The Wyoming Legislature recently cut the early voting period from 45 days ahead of the election to 30 days.

In an interview after the town hall, Hageman declined to go into greater detail about her concerns with Wyoming’s elections, because “this really is a state issue.” However, as a private citizen, Hageman said she’s already talked to Secretary of State Chuck Gray “about some things that we saw during the election that we’d like to see changed, just for everybody who’s running.”

During the town hall, Hageman offered that “I'm not as worried about Wyoming as I am a lot of states.”

When another audience member asked for Hageman’s views on the documentary “2000 Mules,” the congresswoman said she hadn’t seen it. However, she did criticize the hundreds of millions of dollars that a nonprofit tied to Facebook founder Mark Zuckerberg gave to election administrators to help conduct the 2020 election.

“We’re not shoring up our elections the way I think that we need to to give people confidence that our elections are being carried out right,” Hageman said. “And I think it’s going to be very devastating to our country if we don’t get this straightened out.”

   

‘We’re going to fix this’

Despite her many concerns, Hageman opened the town hall with a relatively optimistic tone.
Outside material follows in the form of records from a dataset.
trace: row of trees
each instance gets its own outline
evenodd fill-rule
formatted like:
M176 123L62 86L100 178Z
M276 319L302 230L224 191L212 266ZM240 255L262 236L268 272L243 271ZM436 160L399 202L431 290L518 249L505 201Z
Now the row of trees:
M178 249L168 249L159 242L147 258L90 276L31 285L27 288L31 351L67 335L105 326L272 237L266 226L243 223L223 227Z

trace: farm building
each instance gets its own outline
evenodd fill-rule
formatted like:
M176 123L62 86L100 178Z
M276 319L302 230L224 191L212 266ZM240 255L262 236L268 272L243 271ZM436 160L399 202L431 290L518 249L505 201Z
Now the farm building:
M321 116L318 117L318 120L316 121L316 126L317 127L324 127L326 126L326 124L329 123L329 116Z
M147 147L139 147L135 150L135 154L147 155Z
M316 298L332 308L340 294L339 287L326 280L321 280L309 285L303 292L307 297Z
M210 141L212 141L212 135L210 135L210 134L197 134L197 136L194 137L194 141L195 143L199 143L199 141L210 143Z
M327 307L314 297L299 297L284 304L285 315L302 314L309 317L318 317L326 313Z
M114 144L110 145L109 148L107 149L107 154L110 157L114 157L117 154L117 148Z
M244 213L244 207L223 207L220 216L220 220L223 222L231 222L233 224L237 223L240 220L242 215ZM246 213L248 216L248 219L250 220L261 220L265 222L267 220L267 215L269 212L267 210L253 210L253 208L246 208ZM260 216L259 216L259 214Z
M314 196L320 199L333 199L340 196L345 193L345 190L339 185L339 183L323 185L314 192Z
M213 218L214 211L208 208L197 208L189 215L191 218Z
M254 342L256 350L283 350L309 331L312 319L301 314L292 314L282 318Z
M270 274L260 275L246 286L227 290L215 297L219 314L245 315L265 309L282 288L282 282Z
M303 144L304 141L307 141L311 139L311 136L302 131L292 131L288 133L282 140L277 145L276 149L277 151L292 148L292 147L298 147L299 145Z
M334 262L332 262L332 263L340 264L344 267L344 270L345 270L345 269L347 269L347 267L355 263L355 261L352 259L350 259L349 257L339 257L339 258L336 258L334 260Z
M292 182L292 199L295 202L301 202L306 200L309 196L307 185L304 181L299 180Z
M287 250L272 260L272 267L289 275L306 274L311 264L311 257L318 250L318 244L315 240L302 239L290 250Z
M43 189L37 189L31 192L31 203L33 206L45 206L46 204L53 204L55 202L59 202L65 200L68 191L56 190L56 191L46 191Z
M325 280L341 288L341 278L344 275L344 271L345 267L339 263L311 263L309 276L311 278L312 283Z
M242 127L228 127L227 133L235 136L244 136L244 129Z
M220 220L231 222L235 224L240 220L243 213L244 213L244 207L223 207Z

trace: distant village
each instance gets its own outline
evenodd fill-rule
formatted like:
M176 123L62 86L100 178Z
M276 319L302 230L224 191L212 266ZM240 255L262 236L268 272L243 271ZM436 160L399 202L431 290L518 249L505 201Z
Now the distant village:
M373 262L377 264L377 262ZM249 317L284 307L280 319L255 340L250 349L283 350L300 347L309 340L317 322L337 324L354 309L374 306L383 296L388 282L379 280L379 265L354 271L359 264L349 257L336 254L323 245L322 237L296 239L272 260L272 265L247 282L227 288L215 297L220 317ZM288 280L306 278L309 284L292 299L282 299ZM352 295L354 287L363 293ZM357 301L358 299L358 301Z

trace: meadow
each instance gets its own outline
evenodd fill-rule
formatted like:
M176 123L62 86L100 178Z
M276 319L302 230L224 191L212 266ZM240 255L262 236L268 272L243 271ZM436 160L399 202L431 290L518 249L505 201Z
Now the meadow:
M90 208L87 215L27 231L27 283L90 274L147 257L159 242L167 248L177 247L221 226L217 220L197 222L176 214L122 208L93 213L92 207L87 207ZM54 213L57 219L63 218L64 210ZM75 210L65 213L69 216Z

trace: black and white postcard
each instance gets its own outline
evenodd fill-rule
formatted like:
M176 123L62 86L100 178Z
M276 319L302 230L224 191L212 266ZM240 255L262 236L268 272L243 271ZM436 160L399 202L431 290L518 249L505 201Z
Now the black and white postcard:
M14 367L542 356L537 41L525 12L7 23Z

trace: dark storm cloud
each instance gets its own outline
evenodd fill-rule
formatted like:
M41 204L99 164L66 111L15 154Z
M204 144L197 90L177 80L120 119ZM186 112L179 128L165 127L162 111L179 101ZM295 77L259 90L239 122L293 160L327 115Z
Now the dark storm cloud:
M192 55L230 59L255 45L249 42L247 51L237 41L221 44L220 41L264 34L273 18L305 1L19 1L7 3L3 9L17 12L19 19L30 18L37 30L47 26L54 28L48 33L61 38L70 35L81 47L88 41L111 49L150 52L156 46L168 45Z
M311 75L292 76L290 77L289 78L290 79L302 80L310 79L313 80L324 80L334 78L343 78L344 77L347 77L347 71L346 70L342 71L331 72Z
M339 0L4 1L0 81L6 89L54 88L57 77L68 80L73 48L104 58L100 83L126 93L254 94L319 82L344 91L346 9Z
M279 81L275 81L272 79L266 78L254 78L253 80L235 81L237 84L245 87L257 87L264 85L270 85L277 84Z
For example, she said the House’s procedures have significantly improved under Speaker Kevin McCarthy and that the drawn-out election for the speakership pushed more moderate and liberal Republicans further to the right.

While there’s a lot going on in D.C., “when I look at this room, and I look at the dedication to protecting our republic, and I look at the love that everybody has for our country, our community, our state, I know we're going to turn this around,” Hageman told the crowd in Cody. “I know we're going to fix this.”